In the early Middle Ages Kunów belonged to the Archbishops of Kraków, who had a manor house here. In 1241 the village was raided by the Mongols (see First Mongol invasion of Poland), and in 1247 it was destroyed by the army of Prince Konrad I of Masovia. In 1365 King Casimir III the Great granted it town rights, and at that time Kunów was the seat of a parish whose area was 63 km2. The town belonged to Sandomierz Voivodeship in the Lesser Poland Province. In the 15th century powerful Cardinal Zbigniew Oleśnicki spent a lot of time in Kunów, which already had a wooden church of St. Władysław. In 1502 the town was completely burned by the Crimean Tatars, and as a result it temporarily lost its Magdeburg rights, regaining the privileges on August 29, 1535. In 1578 Kunów had 65 different artisans, and was famous for its white and red marble, used in construction of several palaces (such as the complex of Łazienki Park in Warsaw). By 1616 the town had 130 houses, a parish school and two churches, however after the catastrophic Swedish invasion of Poland (1655–1660), the number of houses was reduced to 63, with a population of 530.

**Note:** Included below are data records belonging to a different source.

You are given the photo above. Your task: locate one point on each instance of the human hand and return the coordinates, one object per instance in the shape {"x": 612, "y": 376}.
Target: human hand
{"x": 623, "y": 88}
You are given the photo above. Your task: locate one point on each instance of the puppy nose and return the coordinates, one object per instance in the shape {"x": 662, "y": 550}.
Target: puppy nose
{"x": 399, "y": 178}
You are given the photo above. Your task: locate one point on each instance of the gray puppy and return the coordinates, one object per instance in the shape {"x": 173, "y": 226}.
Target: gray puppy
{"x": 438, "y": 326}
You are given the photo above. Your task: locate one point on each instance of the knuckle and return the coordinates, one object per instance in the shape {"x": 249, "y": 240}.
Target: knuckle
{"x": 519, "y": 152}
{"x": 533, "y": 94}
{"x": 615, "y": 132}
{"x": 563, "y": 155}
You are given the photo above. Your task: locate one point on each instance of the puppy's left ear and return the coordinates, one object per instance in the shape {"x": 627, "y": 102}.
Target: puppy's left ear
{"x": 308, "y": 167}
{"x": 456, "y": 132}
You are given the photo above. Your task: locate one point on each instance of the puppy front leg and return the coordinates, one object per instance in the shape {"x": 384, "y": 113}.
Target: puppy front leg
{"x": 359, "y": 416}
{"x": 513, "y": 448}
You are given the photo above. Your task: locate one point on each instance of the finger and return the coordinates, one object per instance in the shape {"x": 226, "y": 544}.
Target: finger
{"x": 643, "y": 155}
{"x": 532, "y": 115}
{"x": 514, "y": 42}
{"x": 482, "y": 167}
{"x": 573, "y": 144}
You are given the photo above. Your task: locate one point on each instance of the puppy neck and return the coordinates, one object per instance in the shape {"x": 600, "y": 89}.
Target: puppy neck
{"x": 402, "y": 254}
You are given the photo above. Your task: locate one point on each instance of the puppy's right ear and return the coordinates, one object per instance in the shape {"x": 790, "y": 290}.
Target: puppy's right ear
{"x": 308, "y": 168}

After the wars of the 1650s, Kunów's importance declined. In 1705, 560 residents died in an epidemic, and in the late 18th century, after the Third Partition of Poland, the town was annexed by the Habsburg Empire. After the Polish victory in the Austro-Polish War of 1809, it became part of the short-lived Duchy of Warsaw, and after the duchy's dissolution in 1815, it fell to the Russian-controlled Congress Poland, where it remained until 1915. Kunów burned in fires in 1814 and 1818, and in 1860 it had 145 houses with 1,121 inhabitants. During the January Uprising the town was one of centers of the rebellion, here leaders of Polish forces met to discuss their tactics. Kunów, however, lost its importance at the expense of the fast-growing industrial town of Ostrowiec Świętokrzyski, and was stripped of its town rights on June 1, 1869.

In the Second Polish Republic Kunów belonged to Kielce Voivodeship, but it stagnated and remained a village. According to the 1921 census, Kunów with the adjacent railway settlement and manor farm had a population of 2,249, of which 95.4% declared Polish nationality and 4.6% declared Jewish nationality. During World War II, it was occupied by Germany.

After World War II, Kunów began to develop. Waterworks, new school, library, health center, local government office and post office were opened. In 1990, town rights were restored.

==Sights==
Among points of interest there is the parish church of St. Władysław (17th century), with a bell tower (1896). At a church cemetery there are tombs of January Uprising veterans.

==Transport==
It is located along the European route E371, and the town has a rail station on the Skarżysko-Kamienna – Sandomierz line.